Of course it is not ideal but it gives us a chance to view the ideal through this lens. What of it is fuzzy logic and where might there be need of recursion? Making this general construct more efficient is the next goal, but I suspect we will see improvements upon the themes in upcoming submissions.

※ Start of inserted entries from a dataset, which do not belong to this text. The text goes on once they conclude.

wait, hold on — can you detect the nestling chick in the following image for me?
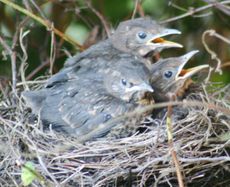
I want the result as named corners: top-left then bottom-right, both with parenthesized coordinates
top-left (22, 57), bottom-right (154, 142)
top-left (65, 17), bottom-right (182, 69)
top-left (110, 17), bottom-right (182, 57)
top-left (150, 50), bottom-right (209, 100)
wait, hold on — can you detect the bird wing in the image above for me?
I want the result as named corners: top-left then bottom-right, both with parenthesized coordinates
top-left (45, 41), bottom-right (137, 89)
top-left (57, 80), bottom-right (122, 137)
top-left (40, 77), bottom-right (128, 139)
top-left (22, 90), bottom-right (47, 114)
top-left (64, 40), bottom-right (111, 68)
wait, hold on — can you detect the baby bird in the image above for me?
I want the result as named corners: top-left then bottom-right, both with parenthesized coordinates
top-left (22, 17), bottom-right (184, 142)
top-left (110, 17), bottom-right (182, 57)
top-left (64, 17), bottom-right (182, 70)
top-left (44, 18), bottom-right (182, 90)
top-left (150, 50), bottom-right (209, 101)
top-left (22, 57), bottom-right (154, 142)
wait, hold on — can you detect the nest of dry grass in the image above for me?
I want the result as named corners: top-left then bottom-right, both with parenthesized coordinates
top-left (0, 81), bottom-right (230, 187)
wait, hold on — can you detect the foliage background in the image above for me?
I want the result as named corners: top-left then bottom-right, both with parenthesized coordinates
top-left (0, 1), bottom-right (230, 186)
top-left (0, 0), bottom-right (230, 87)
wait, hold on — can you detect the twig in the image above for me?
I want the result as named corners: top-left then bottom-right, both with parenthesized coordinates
top-left (204, 29), bottom-right (230, 44)
top-left (16, 80), bottom-right (47, 86)
top-left (49, 23), bottom-right (56, 75)
top-left (202, 0), bottom-right (230, 16)
top-left (0, 0), bottom-right (83, 50)
top-left (9, 18), bottom-right (29, 94)
top-left (132, 0), bottom-right (145, 18)
top-left (86, 0), bottom-right (111, 37)
top-left (179, 156), bottom-right (230, 162)
top-left (25, 60), bottom-right (50, 80)
top-left (0, 116), bottom-right (60, 186)
top-left (221, 62), bottom-right (230, 68)
top-left (136, 2), bottom-right (145, 17)
top-left (11, 28), bottom-right (20, 94)
top-left (76, 99), bottom-right (230, 143)
top-left (19, 29), bottom-right (30, 90)
top-left (25, 46), bottom-right (66, 80)
top-left (0, 36), bottom-right (15, 92)
top-left (161, 0), bottom-right (230, 23)
top-left (83, 25), bottom-right (99, 48)
top-left (169, 1), bottom-right (188, 12)
top-left (166, 94), bottom-right (185, 187)
top-left (0, 35), bottom-right (13, 54)
top-left (22, 0), bottom-right (32, 12)
top-left (29, 0), bottom-right (47, 19)
top-left (202, 30), bottom-right (222, 75)
top-left (132, 0), bottom-right (139, 18)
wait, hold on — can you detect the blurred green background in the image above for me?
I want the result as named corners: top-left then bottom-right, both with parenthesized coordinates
top-left (0, 0), bottom-right (230, 85)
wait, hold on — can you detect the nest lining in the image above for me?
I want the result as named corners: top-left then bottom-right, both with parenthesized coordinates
top-left (0, 82), bottom-right (230, 187)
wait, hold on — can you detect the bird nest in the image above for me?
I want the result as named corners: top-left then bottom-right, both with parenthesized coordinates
top-left (0, 80), bottom-right (230, 187)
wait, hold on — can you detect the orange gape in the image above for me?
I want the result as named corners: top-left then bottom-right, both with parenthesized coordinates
top-left (176, 79), bottom-right (194, 97)
top-left (179, 69), bottom-right (188, 76)
top-left (152, 37), bottom-right (165, 43)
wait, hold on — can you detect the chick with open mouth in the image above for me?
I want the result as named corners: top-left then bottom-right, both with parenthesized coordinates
top-left (110, 17), bottom-right (183, 58)
top-left (149, 50), bottom-right (209, 101)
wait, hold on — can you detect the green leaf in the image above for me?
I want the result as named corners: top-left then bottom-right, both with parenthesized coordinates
top-left (21, 161), bottom-right (37, 186)
top-left (65, 22), bottom-right (89, 45)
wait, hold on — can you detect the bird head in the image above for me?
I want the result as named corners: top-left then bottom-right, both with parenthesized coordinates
top-left (110, 17), bottom-right (183, 57)
top-left (150, 50), bottom-right (209, 99)
top-left (104, 60), bottom-right (154, 103)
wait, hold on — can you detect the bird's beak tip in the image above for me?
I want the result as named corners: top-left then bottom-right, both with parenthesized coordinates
top-left (181, 50), bottom-right (199, 62)
top-left (163, 28), bottom-right (181, 35)
top-left (148, 87), bottom-right (154, 93)
top-left (142, 83), bottom-right (154, 93)
top-left (127, 83), bottom-right (154, 93)
top-left (158, 40), bottom-right (183, 48)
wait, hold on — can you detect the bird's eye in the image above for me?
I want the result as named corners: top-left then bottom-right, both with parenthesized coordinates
top-left (121, 79), bottom-right (127, 86)
top-left (164, 71), bottom-right (173, 78)
top-left (129, 82), bottom-right (134, 87)
top-left (104, 114), bottom-right (112, 122)
top-left (138, 31), bottom-right (147, 39)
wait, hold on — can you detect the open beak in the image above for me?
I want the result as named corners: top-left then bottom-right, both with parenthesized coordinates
top-left (176, 50), bottom-right (209, 80)
top-left (178, 65), bottom-right (209, 79)
top-left (147, 28), bottom-right (183, 48)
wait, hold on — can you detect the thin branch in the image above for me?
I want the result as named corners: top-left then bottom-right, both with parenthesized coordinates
top-left (132, 0), bottom-right (145, 18)
top-left (202, 30), bottom-right (222, 75)
top-left (22, 0), bottom-right (32, 12)
top-left (179, 156), bottom-right (230, 162)
top-left (86, 0), bottom-right (111, 37)
top-left (0, 0), bottom-right (83, 50)
top-left (136, 2), bottom-right (145, 17)
top-left (19, 29), bottom-right (30, 90)
top-left (10, 24), bottom-right (20, 94)
top-left (161, 0), bottom-right (230, 23)
top-left (16, 80), bottom-right (47, 86)
top-left (0, 36), bottom-right (13, 54)
top-left (29, 0), bottom-right (47, 19)
top-left (205, 29), bottom-right (230, 44)
top-left (202, 0), bottom-right (230, 16)
top-left (49, 23), bottom-right (56, 75)
top-left (166, 94), bottom-right (185, 187)
top-left (25, 60), bottom-right (50, 81)
top-left (10, 52), bottom-right (17, 94)
top-left (132, 0), bottom-right (140, 19)
top-left (221, 62), bottom-right (230, 68)
top-left (76, 99), bottom-right (230, 143)
top-left (0, 36), bottom-right (15, 92)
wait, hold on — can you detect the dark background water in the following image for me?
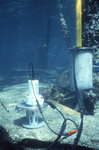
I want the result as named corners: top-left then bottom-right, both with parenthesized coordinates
top-left (0, 0), bottom-right (75, 73)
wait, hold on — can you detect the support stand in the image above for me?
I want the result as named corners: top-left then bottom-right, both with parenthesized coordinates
top-left (17, 102), bottom-right (46, 129)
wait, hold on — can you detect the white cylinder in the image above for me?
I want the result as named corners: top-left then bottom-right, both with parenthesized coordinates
top-left (28, 80), bottom-right (39, 96)
top-left (69, 47), bottom-right (93, 90)
top-left (75, 48), bottom-right (93, 89)
top-left (26, 80), bottom-right (44, 106)
top-left (26, 80), bottom-right (39, 105)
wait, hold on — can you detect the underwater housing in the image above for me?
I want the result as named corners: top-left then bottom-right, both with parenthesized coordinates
top-left (69, 47), bottom-right (94, 90)
top-left (17, 79), bottom-right (45, 129)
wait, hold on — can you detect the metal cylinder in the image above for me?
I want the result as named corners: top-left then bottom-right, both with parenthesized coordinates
top-left (69, 47), bottom-right (94, 90)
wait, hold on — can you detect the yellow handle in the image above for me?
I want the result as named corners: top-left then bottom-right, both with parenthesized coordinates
top-left (76, 0), bottom-right (82, 47)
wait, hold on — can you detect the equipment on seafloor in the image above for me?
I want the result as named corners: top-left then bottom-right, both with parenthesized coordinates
top-left (16, 79), bottom-right (45, 129)
top-left (16, 63), bottom-right (78, 150)
top-left (69, 47), bottom-right (94, 90)
top-left (15, 0), bottom-right (97, 149)
top-left (69, 0), bottom-right (95, 90)
top-left (69, 1), bottom-right (96, 149)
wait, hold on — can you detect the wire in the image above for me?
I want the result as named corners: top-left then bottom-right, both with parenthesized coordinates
top-left (28, 63), bottom-right (34, 80)
top-left (28, 63), bottom-right (78, 149)
top-left (71, 49), bottom-right (84, 150)
top-left (0, 126), bottom-right (23, 150)
top-left (0, 99), bottom-right (9, 113)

[Challenge] Semi-Prime Numbers
#2

Moving on, rather than increment n and test for primeness in the prime_factors function, I’ve created a next_prime function to help with loading n up with a prime on every pass. Now I think the code is ready for the next level of the challenge.

def is_prime(x):
  if x < 2: return False
  if x > 2:
    u = int(x ** 0.5) + 1
    n = 2
    while n < u:
      if x % n: 
        n += 1 if n == 2 else 2
        continue
      return False
  return True

def next_prime(x):
  if x == 2: return 3
  n = x if x % 2 else x - 1
  while True:
    n += 2
    if is_prime(n): return n
def prime_factors(x):
  if is_prime(x): return "{} is Prime".format(x)
  factors = []
  u = int(x ** 0.5) + 1
  n = 2
  while n < u:
    y = x
    while y % n == 0:
      factors.append(n)
      y //= n
    if y != x and is_prime(y): factors.append(y)
    n = next_prime(n)
  return factors

def semiPrimeDetector(x):
  return len(prime_factors(x)) == 2

https://repl.it/M4IF/5

The program is pretty much self-explanatory at this point. The next trick will be to come up with a sequence generator to help with the count. Since I kind of suck at generators, any advice at this point would be welcome and appreciated.


#3

The above is flawed in that it detects false positives. Under 100, it returns True for 42, 66, and 78. The pair they all have in common is [2, 3] when they should be triplets,
[2, 3, 7], [2, 3, 11], and, [2, 3, 13], respectively. Still on the drawing board.

https://repl.it/M4IF/6

In the meantime, to get away from my own confirmation bias I decided to segue to a working solution that doesn’t try to do too much.

''' adapted from,
    http://www.sanfoundry.com/python-program-compute-prime-factors-integer/
    This adaptation returns only the distinct factors. Biprimes and perfect 
    squares are tested for by the caller.
    '''

def prime_factors(n):
  factors = []
  i = 1
  while i <= n:
    k = 0
    if n % i == 0:
      j = 1
      while j <= i:
        if i % j == 0:
          k += 1
        j += 1
      if k == 2:
        factors.append(i)
    i += 1
  return factors

end = ''' end adapted code '''
def semiPrimeDetector(x):
  n = prime_factors(x)
  return (len(n) > 1 and n[0] * n[1] == x) or n[0] ** 2 == x

def semiPrimeCount(x):
  count = 0
  for i in range(4, x + 1):
    if semiPrimeDetector(i):
      count += 1
  return count

https://repl.it/M87b

This one gives correct counts for both 30 and 100. It uses a cheat approach that arbitrarily truncates the left two items in the return list to test for biprimeness, or it tests for perfect squares.